Apple Inc. has escaped a $506 million patent infringement judgment over semiconductor technology.

The U.S. Court of Appeals for the Federal Circuit on Friday threw out the judgment won by the University of Wisconsin’s technology transfer arm in a 2015 jury trial. “No reasonable juror could have found infringement based on the evidence presented during the liability phase of the trial,” Chief Judge Sharon Prost wrote for a unanimous panel.

The case has been fought tooth-and-nail at trial and on appeal by Wilmer Cutler Pickering Hale and Dorr for Apple and Irell & Manella for the university. Wilmer partner William Lee and Irell partner Morgan Chu squared off for a marathon one-hour-and-40-minute hearing in July before the Federal Circuit.

Wisconsin Alumni Research Foundation v. Apple involves data speculation circuits that help predict when to process instructions out of order and therefore more efficiently. University researchers helped pioneer the technology in the 1990s. The Wisconsin Alumni Research Foundation  accused Apple’s A7, A8 and A8X processors of infringing.

Irell and WARF settled similar claims against Intel for $110 million. Apple chose trial and got hit with a $234 million verdict in the Western District of Wisconsin. With royalties, supplemental damages, interest and costs the total came to $506 million. A second trial targeting a later generation of Apple’s processors has been on hold pending the appeal.

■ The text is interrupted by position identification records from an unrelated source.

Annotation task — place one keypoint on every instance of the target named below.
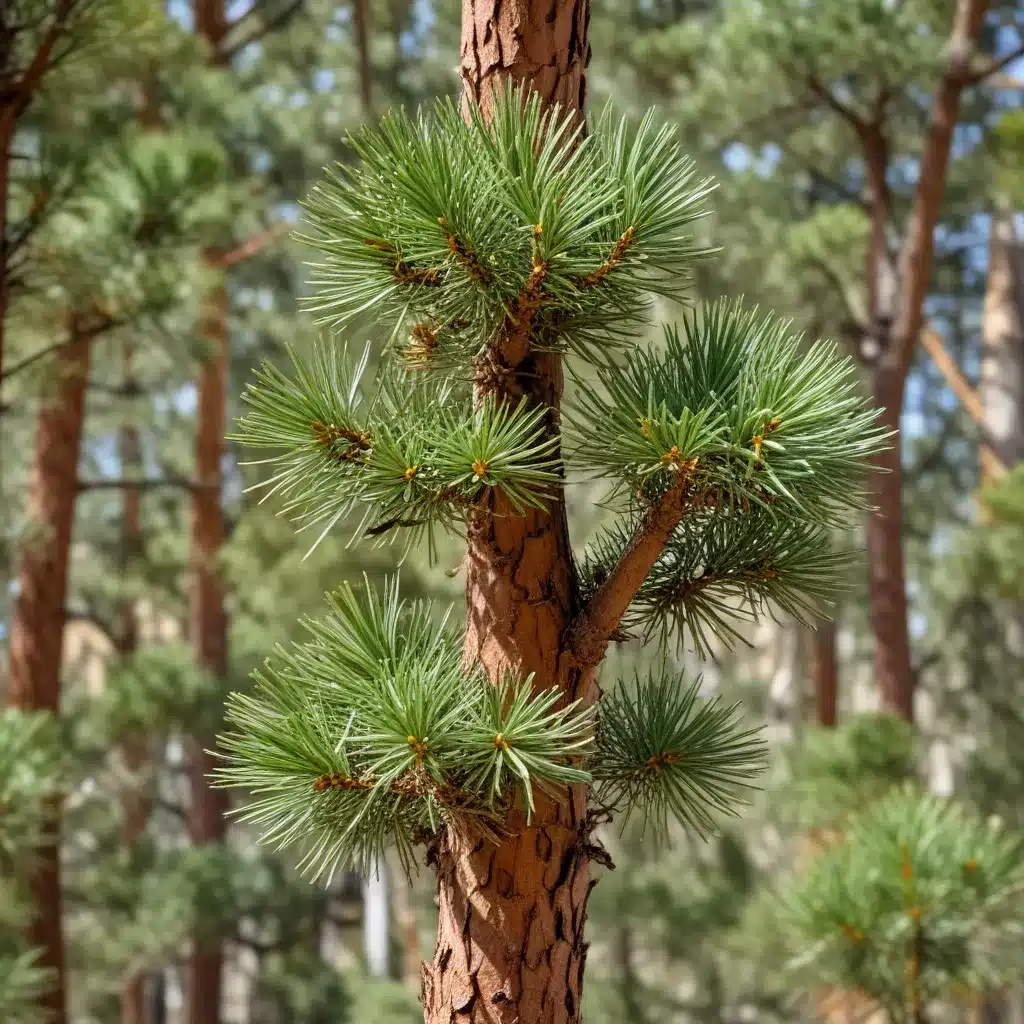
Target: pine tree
(502, 245)
(920, 898)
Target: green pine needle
(916, 880)
(664, 753)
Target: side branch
(597, 623)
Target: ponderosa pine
(504, 243)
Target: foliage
(373, 729)
(477, 238)
(30, 781)
(834, 772)
(919, 897)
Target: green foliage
(918, 898)
(30, 780)
(371, 732)
(667, 755)
(837, 771)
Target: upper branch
(918, 254)
(597, 623)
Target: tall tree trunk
(896, 306)
(37, 633)
(208, 614)
(209, 634)
(824, 672)
(1001, 385)
(510, 944)
(409, 931)
(360, 32)
(376, 922)
(135, 803)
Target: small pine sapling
(502, 251)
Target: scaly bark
(37, 632)
(510, 944)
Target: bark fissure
(511, 914)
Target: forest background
(152, 163)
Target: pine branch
(666, 755)
(371, 732)
(419, 454)
(600, 619)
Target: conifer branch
(599, 621)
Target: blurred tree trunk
(360, 27)
(1001, 385)
(136, 799)
(1001, 393)
(37, 632)
(510, 945)
(897, 285)
(824, 672)
(376, 921)
(208, 620)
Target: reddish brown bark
(824, 672)
(360, 32)
(510, 943)
(15, 100)
(208, 614)
(896, 317)
(135, 800)
(209, 632)
(37, 632)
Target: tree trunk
(1001, 385)
(511, 915)
(208, 614)
(824, 672)
(209, 634)
(360, 32)
(37, 633)
(886, 574)
(135, 803)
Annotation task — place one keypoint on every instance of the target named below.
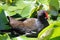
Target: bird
(30, 26)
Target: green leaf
(54, 4)
(3, 20)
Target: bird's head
(42, 14)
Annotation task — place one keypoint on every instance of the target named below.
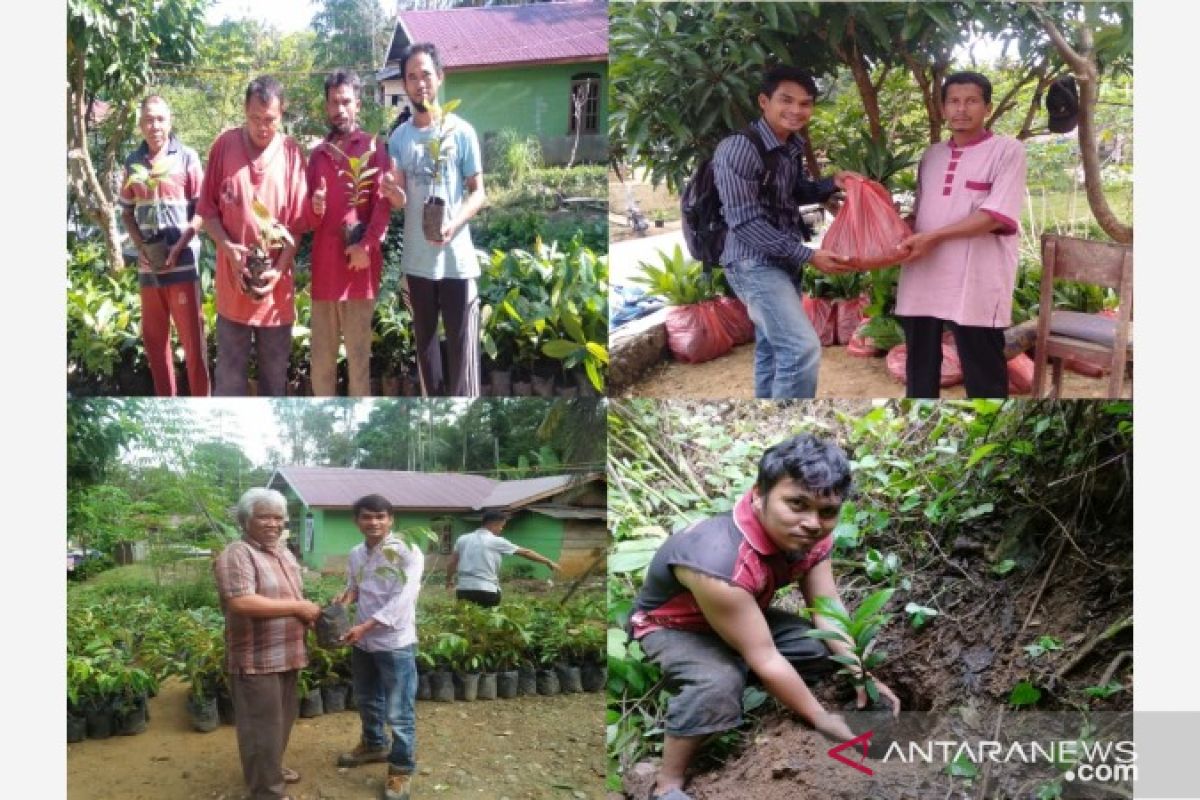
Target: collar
(983, 137)
(751, 529)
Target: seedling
(858, 632)
(1044, 644)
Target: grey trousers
(264, 709)
(273, 350)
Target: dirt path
(522, 749)
(841, 376)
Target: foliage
(681, 281)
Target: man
(162, 182)
(255, 162)
(765, 247)
(384, 576)
(703, 612)
(261, 590)
(960, 264)
(349, 221)
(477, 561)
(439, 275)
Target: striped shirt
(388, 579)
(739, 173)
(166, 209)
(261, 645)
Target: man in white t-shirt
(477, 561)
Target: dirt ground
(521, 749)
(841, 376)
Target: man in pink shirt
(349, 220)
(253, 163)
(960, 264)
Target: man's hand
(358, 257)
(358, 632)
(831, 263)
(318, 198)
(885, 691)
(916, 246)
(391, 190)
(309, 612)
(839, 180)
(833, 726)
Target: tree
(112, 50)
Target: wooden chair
(1096, 340)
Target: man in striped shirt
(384, 576)
(262, 595)
(765, 247)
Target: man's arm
(738, 620)
(819, 583)
(533, 555)
(258, 606)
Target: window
(585, 97)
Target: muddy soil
(521, 749)
(841, 376)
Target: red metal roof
(330, 487)
(510, 35)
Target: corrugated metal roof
(510, 35)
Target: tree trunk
(93, 196)
(1083, 64)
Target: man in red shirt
(255, 164)
(262, 595)
(349, 221)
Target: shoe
(397, 786)
(363, 753)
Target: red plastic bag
(868, 228)
(850, 317)
(952, 370)
(823, 317)
(736, 319)
(1020, 374)
(695, 332)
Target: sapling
(857, 631)
(433, 214)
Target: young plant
(858, 632)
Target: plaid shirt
(261, 645)
(738, 173)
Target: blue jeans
(385, 692)
(787, 350)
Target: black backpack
(703, 223)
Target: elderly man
(383, 577)
(255, 167)
(258, 582)
(349, 221)
(162, 182)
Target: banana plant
(858, 631)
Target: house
(517, 67)
(562, 517)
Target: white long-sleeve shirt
(388, 579)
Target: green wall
(529, 100)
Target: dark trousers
(480, 597)
(264, 709)
(455, 301)
(981, 352)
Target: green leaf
(1025, 693)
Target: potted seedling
(155, 246)
(273, 235)
(358, 178)
(433, 215)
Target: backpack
(703, 223)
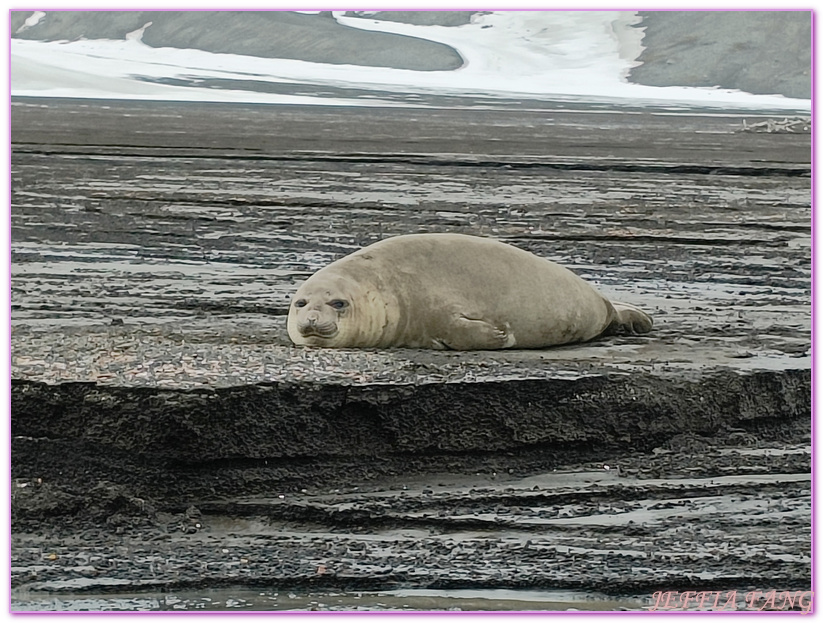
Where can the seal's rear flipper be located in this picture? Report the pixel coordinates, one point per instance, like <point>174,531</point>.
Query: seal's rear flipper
<point>630,319</point>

U.S. Patent 5,781,752 describes a prediction table that communicates with a data speculation circuit to create an entry listing a “particular” load instruction associated with a mis-speculation. U.S. District Judge William Conley ruled at trial, and the Federal Circuit affirmed Friday, that “particular” means a single load instruction.

Apple argued that only 4,096 load tags are possible on its processor, so it uses a hashing algorithm to generate multiple load instructions for the same tag. “Each load tag can therefore be associated with a group of load instructions—namely, all of the load instructions that hash to the same load tag,” Prost wrote.

“Given that only 4,096 load tags are possible, and that Apple’s operating system alone contains millions of load instructions, the only reasonable inference to draw is that load tags will always represent multiple load instructions,” Prost wrote. Therefore, the “particular” limitation of the ’752 claim was not satisfied.

There was one silver lining for WARF. The Federal Circuit rejected Apple’s challenge to the validity of the ’752 patent.

Judges Kathleen O’Malley and William Bryson concurred in Prost’s opinion.